Single Molecule Validation
ChemAudit's single molecule validation provides comprehensive structural analysis for individual molecules. This feature is ideal for quick checks, exploring new compounds, or validating structures before batch processing.
Supported Input Formats
ChemAudit automatically detects and supports multiple input formats:
| Format | Example | Auto-Detected |
|---|---|---|
| SMILES | CCO | Yes |
| InChI | InChI=1S/C2H6O/c1-2-3/h3H,2H2,1H3 | Yes |
| MOL Block | V2000/V3000 format | Yes |
| IUPAC Name | aspirin, 2-acetoxybenzoic acid | Yes |
Simply paste your molecule in any format — including IUPAC names like "aspirin" or "2-acetoxybenzoic acid". ChemAudit automatically detects the input type and converts names to SMILES. See IUPAC Name Conversion for details.
How to Validate
Using the Web Interface
- Navigate to the Single Validation page (home)
- Enter or paste your molecule in the input field
- Click Validate
- Review results across all tabs:
- Validation: Structural checks and overall score
- Alerts: PAINS, BRENK, NIH, ZINC, ChEMBL screening
- Scoring: ML-readiness, drug-likeness, ADMET, NP-likeness
- Scoring Profiles: Consensus score, lead/fragment-likeness, property breakdowns, bioavailability radar
- Standardization: ChEMBL-compatible cleanup with provenance timeline
- Database Lookup: PubChem, ChEMBL, COCONUT cross-references
Using the API
curl -X POST http://localhost:8001/api/v1/validate \
-H "Content-Type: application/json" \
-d '{
"molecule": "CCO",
"format": "auto"
}'
Validation Checks Explained
ChemAudit runs 5 basic checks on every molecule plus 17 deep validation checks organized into three domains.

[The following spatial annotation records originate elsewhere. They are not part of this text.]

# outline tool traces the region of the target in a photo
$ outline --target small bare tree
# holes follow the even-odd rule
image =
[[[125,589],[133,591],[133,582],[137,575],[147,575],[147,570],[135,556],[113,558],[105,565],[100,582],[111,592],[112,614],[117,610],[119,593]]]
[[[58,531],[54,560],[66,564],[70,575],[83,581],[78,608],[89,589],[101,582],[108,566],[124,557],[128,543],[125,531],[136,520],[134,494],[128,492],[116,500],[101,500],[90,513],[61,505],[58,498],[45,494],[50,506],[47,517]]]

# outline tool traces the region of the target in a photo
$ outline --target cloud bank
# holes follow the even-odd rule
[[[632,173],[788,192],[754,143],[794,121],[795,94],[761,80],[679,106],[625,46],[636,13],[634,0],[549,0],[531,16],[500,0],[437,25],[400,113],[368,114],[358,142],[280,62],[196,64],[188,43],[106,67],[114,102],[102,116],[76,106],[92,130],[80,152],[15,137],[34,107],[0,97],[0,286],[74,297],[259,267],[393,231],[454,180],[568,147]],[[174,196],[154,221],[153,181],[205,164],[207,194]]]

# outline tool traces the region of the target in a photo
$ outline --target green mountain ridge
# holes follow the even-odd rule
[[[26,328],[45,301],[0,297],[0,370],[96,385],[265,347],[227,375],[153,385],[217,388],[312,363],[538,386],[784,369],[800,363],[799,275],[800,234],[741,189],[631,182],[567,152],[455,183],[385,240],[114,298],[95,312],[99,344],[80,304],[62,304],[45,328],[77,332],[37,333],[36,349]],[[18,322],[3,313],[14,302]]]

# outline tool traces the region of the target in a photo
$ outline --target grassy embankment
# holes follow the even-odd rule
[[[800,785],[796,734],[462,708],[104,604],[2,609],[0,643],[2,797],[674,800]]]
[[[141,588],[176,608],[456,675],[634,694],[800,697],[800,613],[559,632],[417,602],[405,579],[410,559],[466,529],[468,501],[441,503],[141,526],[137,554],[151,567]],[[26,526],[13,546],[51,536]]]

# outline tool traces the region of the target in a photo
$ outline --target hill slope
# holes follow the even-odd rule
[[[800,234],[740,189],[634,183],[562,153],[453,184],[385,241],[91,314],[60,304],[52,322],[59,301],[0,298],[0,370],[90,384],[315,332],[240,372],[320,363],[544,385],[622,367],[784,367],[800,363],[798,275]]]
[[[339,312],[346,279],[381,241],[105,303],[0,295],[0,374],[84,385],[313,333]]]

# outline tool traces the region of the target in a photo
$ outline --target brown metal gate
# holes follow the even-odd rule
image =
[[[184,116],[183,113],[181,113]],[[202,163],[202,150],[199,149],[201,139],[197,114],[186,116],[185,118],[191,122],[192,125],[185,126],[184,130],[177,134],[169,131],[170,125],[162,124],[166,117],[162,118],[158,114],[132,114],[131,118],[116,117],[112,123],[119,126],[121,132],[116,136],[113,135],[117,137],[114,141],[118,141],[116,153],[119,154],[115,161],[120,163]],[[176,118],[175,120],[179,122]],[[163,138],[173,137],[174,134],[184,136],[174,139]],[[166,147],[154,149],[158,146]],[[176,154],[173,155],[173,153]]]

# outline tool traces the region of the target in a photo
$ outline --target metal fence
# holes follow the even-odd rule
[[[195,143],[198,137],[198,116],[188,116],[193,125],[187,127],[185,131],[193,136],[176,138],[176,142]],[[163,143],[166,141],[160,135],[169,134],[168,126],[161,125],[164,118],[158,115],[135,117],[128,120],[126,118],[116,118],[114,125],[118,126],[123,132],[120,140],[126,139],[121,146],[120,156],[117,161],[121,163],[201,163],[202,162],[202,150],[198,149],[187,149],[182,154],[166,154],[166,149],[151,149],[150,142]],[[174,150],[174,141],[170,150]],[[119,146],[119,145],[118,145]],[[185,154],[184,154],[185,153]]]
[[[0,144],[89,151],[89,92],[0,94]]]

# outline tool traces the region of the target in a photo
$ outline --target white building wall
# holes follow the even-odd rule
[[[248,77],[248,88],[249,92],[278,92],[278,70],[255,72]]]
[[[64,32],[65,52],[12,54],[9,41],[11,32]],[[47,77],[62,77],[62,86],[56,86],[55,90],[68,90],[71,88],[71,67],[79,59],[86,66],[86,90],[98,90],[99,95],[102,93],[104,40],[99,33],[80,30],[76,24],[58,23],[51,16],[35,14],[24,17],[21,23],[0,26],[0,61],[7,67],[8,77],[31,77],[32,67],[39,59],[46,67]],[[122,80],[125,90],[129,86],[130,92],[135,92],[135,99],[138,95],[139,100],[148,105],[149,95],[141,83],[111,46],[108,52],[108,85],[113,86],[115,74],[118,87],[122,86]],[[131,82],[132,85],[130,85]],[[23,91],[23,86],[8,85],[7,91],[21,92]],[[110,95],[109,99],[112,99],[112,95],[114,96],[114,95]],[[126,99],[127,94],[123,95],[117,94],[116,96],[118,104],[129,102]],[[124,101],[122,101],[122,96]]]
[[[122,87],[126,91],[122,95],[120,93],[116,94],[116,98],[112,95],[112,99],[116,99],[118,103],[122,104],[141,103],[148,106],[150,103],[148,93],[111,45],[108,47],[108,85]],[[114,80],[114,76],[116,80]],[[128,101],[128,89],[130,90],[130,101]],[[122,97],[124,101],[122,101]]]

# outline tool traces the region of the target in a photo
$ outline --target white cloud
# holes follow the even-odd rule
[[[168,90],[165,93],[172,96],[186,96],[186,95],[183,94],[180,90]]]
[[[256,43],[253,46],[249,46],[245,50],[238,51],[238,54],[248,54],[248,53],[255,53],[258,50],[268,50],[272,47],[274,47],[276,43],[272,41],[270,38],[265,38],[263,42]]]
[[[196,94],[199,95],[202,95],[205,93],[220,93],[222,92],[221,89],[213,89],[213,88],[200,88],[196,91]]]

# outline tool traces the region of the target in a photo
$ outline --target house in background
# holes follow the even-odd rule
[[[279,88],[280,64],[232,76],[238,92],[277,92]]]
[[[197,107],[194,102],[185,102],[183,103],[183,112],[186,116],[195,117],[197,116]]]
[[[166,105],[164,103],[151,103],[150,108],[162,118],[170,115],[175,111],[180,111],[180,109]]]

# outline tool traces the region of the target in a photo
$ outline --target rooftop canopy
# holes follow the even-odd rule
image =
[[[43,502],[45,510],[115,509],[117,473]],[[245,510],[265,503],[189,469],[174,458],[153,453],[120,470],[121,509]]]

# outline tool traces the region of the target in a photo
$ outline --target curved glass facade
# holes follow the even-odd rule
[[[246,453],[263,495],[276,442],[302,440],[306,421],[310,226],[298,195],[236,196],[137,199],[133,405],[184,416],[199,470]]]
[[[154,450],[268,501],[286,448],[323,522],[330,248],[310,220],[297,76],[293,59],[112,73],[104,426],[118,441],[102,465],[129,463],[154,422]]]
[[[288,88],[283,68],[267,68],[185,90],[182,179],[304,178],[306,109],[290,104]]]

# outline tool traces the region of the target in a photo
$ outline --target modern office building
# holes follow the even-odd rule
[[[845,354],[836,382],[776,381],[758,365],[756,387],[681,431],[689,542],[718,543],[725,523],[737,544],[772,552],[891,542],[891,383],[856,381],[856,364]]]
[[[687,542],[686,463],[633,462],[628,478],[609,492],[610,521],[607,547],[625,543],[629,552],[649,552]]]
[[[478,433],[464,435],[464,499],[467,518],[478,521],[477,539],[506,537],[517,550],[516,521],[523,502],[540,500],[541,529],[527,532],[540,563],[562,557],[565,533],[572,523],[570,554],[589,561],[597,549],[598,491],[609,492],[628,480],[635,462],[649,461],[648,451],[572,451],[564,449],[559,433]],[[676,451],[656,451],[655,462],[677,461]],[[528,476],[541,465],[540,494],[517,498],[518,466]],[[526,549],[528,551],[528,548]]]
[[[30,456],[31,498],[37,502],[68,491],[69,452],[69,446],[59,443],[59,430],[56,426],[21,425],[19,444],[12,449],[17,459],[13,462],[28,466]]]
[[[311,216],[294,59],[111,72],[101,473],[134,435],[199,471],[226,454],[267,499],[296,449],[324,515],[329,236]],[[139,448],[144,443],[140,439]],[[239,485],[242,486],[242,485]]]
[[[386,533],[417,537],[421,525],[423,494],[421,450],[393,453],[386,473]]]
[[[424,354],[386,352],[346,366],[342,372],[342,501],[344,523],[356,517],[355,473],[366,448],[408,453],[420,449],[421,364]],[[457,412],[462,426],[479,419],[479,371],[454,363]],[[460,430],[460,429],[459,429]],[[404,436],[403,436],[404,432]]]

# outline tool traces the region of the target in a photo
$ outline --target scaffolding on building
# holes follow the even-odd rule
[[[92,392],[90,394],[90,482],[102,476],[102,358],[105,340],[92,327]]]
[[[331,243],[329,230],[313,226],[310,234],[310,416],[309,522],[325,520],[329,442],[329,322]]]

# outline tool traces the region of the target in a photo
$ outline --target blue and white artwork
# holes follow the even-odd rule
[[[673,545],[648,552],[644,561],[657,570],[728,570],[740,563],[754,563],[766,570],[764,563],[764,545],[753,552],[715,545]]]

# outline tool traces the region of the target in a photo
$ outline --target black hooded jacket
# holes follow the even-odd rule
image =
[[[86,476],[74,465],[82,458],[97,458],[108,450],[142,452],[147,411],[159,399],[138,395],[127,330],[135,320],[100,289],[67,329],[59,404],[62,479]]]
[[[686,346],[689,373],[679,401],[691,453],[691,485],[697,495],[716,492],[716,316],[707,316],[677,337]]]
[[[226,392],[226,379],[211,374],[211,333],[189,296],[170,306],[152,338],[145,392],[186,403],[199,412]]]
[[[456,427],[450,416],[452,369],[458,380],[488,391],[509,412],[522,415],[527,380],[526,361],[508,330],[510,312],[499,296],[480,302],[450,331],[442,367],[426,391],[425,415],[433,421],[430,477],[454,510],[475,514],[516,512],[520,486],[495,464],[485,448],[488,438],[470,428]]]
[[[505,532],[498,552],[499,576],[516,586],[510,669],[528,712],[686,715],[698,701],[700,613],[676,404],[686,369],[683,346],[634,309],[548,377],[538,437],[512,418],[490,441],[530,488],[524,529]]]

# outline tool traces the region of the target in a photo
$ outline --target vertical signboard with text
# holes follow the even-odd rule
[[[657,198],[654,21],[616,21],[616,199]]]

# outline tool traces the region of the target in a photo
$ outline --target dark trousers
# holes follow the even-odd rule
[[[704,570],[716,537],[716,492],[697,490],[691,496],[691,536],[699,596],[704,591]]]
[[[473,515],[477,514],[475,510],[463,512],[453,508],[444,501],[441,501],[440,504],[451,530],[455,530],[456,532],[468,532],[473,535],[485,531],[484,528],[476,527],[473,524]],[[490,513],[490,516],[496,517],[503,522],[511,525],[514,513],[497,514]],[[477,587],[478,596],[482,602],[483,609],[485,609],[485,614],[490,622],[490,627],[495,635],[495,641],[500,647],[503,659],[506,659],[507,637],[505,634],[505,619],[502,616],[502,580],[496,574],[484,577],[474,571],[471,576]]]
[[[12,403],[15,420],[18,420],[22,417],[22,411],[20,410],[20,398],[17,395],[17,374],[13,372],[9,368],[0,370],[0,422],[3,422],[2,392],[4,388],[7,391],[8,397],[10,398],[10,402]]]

All check severities can be customized through the severity configuration panel.
Basic Checks
These fundamental checks assess structural validity:
| Check | Severity | Description | Common Causes of Failure |
|---|---|---|---|
| Parsability | Critical | Can the input be parsed into a valid molecule? | Malformed SMILES, invalid characters |
| Sanitization | Error | Does the molecule pass RDKit sanitization? | Structural inconsistencies, invalid atom types |
| Valence | Critical | Do all atoms have chemically valid bond counts? | Typos in SMILES, incorrect charges |
| Aromaticity | Error | Can aromatic systems be kekulized? | Invalid aromatic systems, wrong electron count |
| Connectivity | Warning | Is the molecule a single connected component? | Mixtures, salts, disconnected fragments |
If a critical check fails, the molecule structure is invalid and cannot be used for further analysis.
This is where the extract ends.